Si, e abbiamo cercato sempre di aiutarli, dalla ricerca dell’alloggio alla compilazione delle pratiche di iscrizione. Sono ragazzi che possono avere anche situazioni molto complesse alle spalle. In modo particolare il mio Dipartimento mi ha aiutato a vedere molte di queste situazioni. Noi siamo un piccolo Dipartimento dal punto di vista del numero dei docenti, ma siamo un Dipartimento grande per la numerosità degli studenti e delle studentesse, che sono circa duemilaseicento, secondi solo al Dipartimento di Studi Umanistici.
Quando si ha a che fare con molti studenti, le problematicità possono essere numerose. Non di rado, ad esempio, dobbiamo venire incontro a studenti con problemi di salute, spesso anche molto gravi. Il postcovid, poi, è stato un periodo molto complesso: penso ai ragazzi che si sono iscritti dopo aver fatto gli ultimi anni delle scuole superiori a casa. Molti di loro avevano attacchi di panico, con ansie e altre difficoltà. Stare loro vicino è secondo me fondamentale, supportandoli nel migliore dei modi.
Questa attenzione la porterà anche a tutto l’Ateneo?
Si, ci sarà una delega nuova che pone una speciale attenzione all’ambito degli studenti e delle studentesse! Ma l’attenzione agli studenti sarà presente in tante altre deleghe: dal miglioramento degli spazi loro dedicati, al diritto allo studio (penso alla no tax area fino ai 30mila euro di ISEE, che è stato un passo importante quest’anno in Ateneo: ci sono davvero famiglie in difficoltà che vanno sostenute e aiutate). Ma tutto ciò vuol dire anche tanta progettualità che porti vita e coinvolgimento per tutti gli studenti.
La terza missione – cioè quel mandato istituzionale che si affianca all’insegnamento e alla ricerca e si concentra sui progetti e le politiche che incoraggiano il trasferimento di conoscenze nella comunità – è importante per le università. Cosa pensa a tal proposito?

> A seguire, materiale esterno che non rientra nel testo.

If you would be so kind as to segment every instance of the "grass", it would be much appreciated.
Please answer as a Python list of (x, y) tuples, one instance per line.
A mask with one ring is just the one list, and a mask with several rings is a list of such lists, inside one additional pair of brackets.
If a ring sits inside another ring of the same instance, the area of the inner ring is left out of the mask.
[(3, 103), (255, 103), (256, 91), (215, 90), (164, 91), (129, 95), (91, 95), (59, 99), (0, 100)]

L’apertura sul territorio è fondamentale, non solo perché il territorio stesso ne può beneficiare, ma anche perché la stessa Università ha bisogno di sentire le esigenze del territorio, dalle istituzioni, dalla cittadinanza. È qualcosa di molto articolato. Comprende la divulgazione scientifica, il trasferimento tecnologico, quindi molto ampio. Il vero problema è che il concetto di terza missione è ancora oggi molto in evoluzione, quindi nei prossimi anni dobbiamo arrivare ad una chiara definizione di cosa essa sia, di come la si possa valorizzare. Anche per la nostra università, spesso diciamo che dobbiamo scendere dal colle di Piazzale Europa ed entrare in città, concretamente, nel vissuto del nostro territorio con i suoi cittadini.
Anche l’accordo CRUI-CEI (l’accordo tra la Conferenza dei Rettori italiani e la Conferenza episcopale italiana per promuovere iniziative e progetti in collaborazione) può inserirsi in questo percorso, non trova?
In un’Università come la nostra, con tanti studenti stranieri e tante religioni, una relazione tra studenti e territorio può anche favorire il dialogo interreligioso. L’Università è laica e in aula non vedo differenze religiose, anche se so che ci sono. Io devo insegnare – penso alle nostre materie economiche – nel contesto delle strategie delle aziende e dei mercati internazionali, con l’attenzione e il rispetto del locale, delle culture, delle lingue e quindi della religione. I fenomeni religiosi sono complessi e delicati e gli studenti vanno introdotti a questa complessità. Le culture sono complesse, sono come un iceberg: ne vedi la punta, ma la parte sotto, quella nascosta, è enorme. Lavorando su questi aspetti anche noi, come Università, possiamo dare un contributo alla pace, promuovendo i valori comuni ed evitando ogni forma di polarizzazione e di contrasto.